何もないところが光ったと思ったら、いつの間にか、目の前に光太がいた。
「・・・・姉さん!って、・・・え?あれ・・?ん?ここは・・・?いや、それより、姉さん、平気なの?・・・!ここ、死後の世界とかじゃないよね?いや、それだと、俺がここにいるのはおかしい。ん?」
「ははっ!光太、落ち着いて。私はまだ死んでないわ。光太もね。」
「・・・まだって、何?」
「聞いて、光太。私、違う世界に転生することにしたの。だから、それを伝えるために、光太をここに呼んでもらったのよ。」
姉は、何を言っているんだ?
「呼んでもらったって、誰に?」
「神様だよ。これから私、光太のそばにいれなくなる。でも、神様がたまに、こうして私たちをあわせてくれるって」
いきなりすぎる急展開に、頭がついていかないんだが。だが、今の姉の言葉は聞き捨てならない。

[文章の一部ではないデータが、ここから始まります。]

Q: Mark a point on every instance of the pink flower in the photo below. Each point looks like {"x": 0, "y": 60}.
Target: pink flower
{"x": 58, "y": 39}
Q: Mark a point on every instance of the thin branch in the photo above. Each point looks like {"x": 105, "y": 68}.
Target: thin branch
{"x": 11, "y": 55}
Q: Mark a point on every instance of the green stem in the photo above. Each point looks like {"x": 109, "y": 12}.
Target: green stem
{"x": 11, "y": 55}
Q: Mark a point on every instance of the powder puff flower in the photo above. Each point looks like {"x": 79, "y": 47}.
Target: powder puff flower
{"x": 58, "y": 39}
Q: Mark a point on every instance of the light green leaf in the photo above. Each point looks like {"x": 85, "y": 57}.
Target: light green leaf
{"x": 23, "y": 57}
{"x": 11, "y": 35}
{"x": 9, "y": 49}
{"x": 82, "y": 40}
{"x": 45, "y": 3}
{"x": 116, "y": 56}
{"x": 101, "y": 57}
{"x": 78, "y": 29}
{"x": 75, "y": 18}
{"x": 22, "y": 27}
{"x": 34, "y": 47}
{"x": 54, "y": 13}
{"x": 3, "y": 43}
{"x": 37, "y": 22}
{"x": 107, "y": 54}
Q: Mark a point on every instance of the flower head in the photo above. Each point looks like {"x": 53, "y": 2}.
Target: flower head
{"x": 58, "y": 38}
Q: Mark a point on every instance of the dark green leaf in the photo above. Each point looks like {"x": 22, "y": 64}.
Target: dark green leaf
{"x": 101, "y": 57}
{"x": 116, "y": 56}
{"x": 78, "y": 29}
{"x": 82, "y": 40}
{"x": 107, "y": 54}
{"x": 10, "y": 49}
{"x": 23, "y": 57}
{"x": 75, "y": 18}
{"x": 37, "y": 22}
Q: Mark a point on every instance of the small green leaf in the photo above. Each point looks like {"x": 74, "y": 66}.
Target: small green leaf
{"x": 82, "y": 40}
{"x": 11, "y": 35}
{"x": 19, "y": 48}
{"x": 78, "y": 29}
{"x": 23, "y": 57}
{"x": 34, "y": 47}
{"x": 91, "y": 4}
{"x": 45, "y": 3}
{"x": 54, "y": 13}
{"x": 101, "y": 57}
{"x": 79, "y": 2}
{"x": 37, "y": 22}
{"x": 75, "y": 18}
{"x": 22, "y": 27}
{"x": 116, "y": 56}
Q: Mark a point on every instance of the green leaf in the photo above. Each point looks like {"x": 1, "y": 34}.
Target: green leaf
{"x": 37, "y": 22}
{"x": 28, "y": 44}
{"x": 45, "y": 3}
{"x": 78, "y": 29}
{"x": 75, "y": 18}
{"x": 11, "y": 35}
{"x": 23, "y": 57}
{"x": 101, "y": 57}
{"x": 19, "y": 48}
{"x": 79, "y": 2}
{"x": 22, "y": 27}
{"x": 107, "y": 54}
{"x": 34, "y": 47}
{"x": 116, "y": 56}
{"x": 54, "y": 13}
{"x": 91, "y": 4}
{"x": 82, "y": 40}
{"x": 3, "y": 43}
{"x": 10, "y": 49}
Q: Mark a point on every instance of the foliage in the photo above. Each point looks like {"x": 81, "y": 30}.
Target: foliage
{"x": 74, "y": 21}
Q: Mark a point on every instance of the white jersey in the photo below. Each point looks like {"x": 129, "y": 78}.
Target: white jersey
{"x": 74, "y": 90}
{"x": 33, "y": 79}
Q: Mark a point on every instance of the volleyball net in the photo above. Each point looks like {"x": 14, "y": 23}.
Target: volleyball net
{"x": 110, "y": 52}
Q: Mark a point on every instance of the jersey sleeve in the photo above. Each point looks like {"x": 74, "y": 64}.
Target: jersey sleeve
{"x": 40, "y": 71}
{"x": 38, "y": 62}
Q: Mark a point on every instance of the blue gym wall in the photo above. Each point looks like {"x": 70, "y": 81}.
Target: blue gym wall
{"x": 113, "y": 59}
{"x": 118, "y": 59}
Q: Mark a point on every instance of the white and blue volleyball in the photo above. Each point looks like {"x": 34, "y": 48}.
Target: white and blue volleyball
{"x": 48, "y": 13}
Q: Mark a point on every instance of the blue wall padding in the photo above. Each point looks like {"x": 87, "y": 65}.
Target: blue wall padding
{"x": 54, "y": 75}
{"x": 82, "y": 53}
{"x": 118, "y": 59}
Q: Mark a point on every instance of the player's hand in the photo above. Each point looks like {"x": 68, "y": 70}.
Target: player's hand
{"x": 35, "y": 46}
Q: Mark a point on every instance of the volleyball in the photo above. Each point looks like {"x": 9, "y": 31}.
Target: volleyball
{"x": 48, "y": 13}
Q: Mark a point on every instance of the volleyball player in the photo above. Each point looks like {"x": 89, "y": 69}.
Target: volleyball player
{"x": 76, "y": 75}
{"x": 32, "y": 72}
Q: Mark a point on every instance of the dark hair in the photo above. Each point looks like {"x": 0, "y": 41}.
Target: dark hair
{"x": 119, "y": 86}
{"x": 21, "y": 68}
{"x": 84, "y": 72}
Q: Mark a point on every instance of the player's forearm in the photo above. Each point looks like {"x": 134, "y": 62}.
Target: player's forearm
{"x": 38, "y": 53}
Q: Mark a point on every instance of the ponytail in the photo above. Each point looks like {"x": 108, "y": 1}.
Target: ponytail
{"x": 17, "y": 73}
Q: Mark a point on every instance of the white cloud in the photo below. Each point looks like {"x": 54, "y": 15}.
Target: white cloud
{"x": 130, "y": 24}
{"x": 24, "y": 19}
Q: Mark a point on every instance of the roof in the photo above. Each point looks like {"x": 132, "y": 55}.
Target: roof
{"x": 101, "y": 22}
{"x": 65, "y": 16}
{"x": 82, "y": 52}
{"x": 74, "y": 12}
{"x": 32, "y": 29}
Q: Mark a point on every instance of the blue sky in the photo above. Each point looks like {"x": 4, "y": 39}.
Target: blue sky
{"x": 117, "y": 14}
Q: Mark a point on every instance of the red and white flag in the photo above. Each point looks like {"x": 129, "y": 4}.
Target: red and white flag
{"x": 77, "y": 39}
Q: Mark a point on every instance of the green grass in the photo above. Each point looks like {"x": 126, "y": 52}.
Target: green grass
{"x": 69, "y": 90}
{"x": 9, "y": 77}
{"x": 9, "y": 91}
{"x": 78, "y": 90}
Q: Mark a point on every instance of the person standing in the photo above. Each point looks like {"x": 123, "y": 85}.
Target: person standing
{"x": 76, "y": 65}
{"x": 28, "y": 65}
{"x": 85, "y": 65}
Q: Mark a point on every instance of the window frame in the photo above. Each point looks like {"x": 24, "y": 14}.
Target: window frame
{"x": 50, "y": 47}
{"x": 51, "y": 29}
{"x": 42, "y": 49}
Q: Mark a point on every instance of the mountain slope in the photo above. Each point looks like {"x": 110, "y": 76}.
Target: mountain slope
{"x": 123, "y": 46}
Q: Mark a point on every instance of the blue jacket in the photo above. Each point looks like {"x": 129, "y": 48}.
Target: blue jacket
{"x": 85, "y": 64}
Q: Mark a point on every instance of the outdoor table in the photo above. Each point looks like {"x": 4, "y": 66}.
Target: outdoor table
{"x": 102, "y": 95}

「何言ってんの・・・?意味、分かんないよ。姉さんまで、いなくなってしまうの?俺のそばから離れていってしまうの?昔、そばにいるって言ったのは、嘘だったの?俺、は、・・一人になってしまうの・・・?」
「光太、ちが・・・」
なぜだか頭に血が上って、姉の言葉をさえぎってしまった。
「俺はっ!!!姉さんがそばにいてくれれば、それでよかったのに。父さんや母さん、兄さんたちがいなくても、平気だったのに。姉さんまでいなくなったら、俺、もう生きてる意味なくなる・・・・。」
姉の、困惑した表情が目に入る
「光太・・・」
「俺も、一緒に行く。」
・・・・・・・・・・・・・・え?今、私の弟は、何と言った?
「俺も転生、する。・・ねえ!神様、いるんだろう?!俺も転生させてくれ!!お願い、お願いだから・・・・」
しばらくの静寂のあと、リーレンが光太の前に現れた。
「わかった。いいいよ。転生、させてあげる。」
私は、リーレンの言葉に目を剥いた。
「ちょっ!!リーレン!!!さっき、普通の人が生きている状態で転生したら、死んじゃうっていったじゃん!!弟は生きてる!・・・・まさか、光太も、魂の位、高いの?」
「いや、彼はごく普通の人間さ。ただ、僕が光太君に加護を与えれば、生き残る可能性と死ぬ可能性は五分五分になる。」
「だめっ!そんなの。もし光太が死んでしまったら?そんなの、許さない。」
もし、光太が死んでしまったら、私は、生きていけない。
「お願いします。神様。俺に加護をください。」
「だめ!!!!光太、光太は私の唯一の支えなの。お願い、やめて。」
「姉さん。それは俺も同じなんだよ。姉さんはさっき、俺から離れようとした。だから、仕返しだ。それに俺は死なない。姉さんと一緒にいたいから。それに、姉さんの支えをなくしたくないから。」
光太は、覚悟を決めてしまったら、もう何も聞かない。それは、私が一番よく知っている。・・・・・だから、私も覚悟を決めよう。
「わかった。リーレン、名前、つけてあげてくれる?」
「うん。・・・光太君、転生したら、、君はルカインだ。」
「ルカイン・・・」
「それは真名だから、普段はルカと名乗ってね。詳しいことは、千笑に聞いて。年齢はそのままで転生させるね。もう時間がない。リュリア、ルカ、イデールに転生させるよ。」
私たちの体が体が物凄い光に包まれた。しかし不思議と恐怖はなく、むしろ落ち着いた。
「リーレン、ほんと、ありがとう。」
「気にしないで。千笑を救うためだもん。」
「うん。千笑は、きっと幸せだったよ。リーレンのおかげで。それに、リュフィナも、すごく感謝してるよ。新しい人生を与えてくれて。弟も一緒なんて、信じられないって、思ってるよ。2人とも、すごい、感謝してる。リーレン、私がリュフィナになっても、リーレンは私にとって、大切な人だよ。」
「うん。僕も同じさ。君は、どんなに変わっても君だからね。いってらっしゃい。またすぐに会えるから。ルカ、リュリアをしっかり支えてね。僕が直接助けるのは難しいから。リュリアは特殊だから、沢山の危険が降りかかかる。」